Hence, it seems that for Auletta et al. the internal agent is what he calls “endogenous processes that the organism carries out during epigeny and ontogeny”. For instance such endogenous processes could be “feedback control loops”: “the organism can do this by means of regulative circuits capable of measuring the gap between the current outcome and the «expected» one, which is relative to the goal to be accomplished” (e.g., maintaining a stable glycaemia).
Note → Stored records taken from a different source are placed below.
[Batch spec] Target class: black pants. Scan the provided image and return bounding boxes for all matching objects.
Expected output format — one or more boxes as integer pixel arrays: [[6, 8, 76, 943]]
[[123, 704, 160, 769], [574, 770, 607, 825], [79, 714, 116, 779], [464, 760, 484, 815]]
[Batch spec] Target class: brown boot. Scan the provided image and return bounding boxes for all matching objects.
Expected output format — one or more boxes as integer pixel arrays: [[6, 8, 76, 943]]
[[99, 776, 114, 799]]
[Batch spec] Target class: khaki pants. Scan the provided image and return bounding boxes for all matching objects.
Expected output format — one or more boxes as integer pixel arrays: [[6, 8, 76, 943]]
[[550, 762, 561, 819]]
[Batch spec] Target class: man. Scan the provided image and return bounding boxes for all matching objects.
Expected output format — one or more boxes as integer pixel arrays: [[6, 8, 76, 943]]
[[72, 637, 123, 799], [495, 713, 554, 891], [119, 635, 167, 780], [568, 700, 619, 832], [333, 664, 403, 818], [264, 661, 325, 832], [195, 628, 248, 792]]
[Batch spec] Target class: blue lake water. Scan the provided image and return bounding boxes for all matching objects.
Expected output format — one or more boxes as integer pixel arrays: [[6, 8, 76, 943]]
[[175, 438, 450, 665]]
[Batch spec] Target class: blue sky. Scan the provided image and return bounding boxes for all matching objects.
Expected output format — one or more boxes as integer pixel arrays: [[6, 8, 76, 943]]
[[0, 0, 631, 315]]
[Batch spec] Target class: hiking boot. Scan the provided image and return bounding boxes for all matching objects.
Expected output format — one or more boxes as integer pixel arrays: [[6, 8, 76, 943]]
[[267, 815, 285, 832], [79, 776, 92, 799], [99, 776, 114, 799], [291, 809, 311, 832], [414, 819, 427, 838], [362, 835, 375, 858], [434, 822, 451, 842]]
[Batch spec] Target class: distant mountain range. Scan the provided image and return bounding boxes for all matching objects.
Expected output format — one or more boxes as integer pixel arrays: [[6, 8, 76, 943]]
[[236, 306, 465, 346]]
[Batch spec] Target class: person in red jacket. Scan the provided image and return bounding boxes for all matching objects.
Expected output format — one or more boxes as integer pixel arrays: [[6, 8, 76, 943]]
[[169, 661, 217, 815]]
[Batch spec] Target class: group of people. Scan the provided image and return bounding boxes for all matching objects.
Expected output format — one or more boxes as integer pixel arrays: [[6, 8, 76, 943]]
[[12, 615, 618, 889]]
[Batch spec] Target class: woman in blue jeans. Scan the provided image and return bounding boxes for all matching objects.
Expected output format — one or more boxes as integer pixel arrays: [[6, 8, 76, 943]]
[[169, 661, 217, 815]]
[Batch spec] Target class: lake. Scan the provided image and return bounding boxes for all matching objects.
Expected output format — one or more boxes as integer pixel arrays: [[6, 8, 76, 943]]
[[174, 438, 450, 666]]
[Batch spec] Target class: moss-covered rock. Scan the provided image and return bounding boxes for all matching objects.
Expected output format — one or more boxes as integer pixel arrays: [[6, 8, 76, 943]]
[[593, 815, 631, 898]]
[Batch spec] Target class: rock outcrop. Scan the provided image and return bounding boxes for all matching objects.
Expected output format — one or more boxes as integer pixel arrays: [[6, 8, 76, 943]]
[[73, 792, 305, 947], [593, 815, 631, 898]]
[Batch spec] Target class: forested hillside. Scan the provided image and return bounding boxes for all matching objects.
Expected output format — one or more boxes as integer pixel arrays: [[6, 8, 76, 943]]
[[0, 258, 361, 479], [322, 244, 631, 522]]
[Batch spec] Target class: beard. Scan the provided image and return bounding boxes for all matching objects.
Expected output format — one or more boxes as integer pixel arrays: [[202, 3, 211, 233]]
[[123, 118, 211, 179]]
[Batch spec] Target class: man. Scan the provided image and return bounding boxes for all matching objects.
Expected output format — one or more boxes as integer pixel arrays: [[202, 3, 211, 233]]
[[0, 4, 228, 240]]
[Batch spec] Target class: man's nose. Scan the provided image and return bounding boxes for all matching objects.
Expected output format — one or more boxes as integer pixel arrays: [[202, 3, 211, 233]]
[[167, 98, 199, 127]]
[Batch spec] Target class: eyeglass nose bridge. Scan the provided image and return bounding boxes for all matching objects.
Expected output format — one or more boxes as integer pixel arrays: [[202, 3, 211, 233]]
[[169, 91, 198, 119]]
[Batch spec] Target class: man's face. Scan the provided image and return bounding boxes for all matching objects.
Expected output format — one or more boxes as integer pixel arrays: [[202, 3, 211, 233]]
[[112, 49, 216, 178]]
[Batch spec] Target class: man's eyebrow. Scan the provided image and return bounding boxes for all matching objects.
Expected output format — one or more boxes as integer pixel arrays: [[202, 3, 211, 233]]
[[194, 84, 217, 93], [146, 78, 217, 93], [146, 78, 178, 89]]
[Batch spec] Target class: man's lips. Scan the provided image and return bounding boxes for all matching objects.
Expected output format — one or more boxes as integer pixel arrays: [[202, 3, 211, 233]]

What I find questionable in Auletta et al.’s prose is the anthropomorphism and finalism aspect:
• Example 1: “an organism «guesses» at the survival-related significance of the source”. I would have much preferred if he had said “It is as if an organism «guesses» etc.”;
• Example 2: “Therefore, whenever environmental conditions become extremely challenging or not manageable, the only alternative is to accommodate to the (new) environment”.
Auletta et al. seem to infer that the organism will necessarily adapt itself to the new environment. I think this is the main bias in Auletta et al.’s interpretation.
In the usual evolutionary interpretation a class of organisms will survive in a new environment only if its phenotype is already adapted to it, otherwise it will disappear. This is only possible if, by chance, its genotype has already had the appropriate genotype to lead to the adapted phenotype. Then, of course there is no «guesses» from the organisms, only good or bad luck.
Finally, in their conclusion, Auletta et al. ask the two following questions:
1. “Whether evolution should be regarded as necessarily driven or as merely the product of blind chance?”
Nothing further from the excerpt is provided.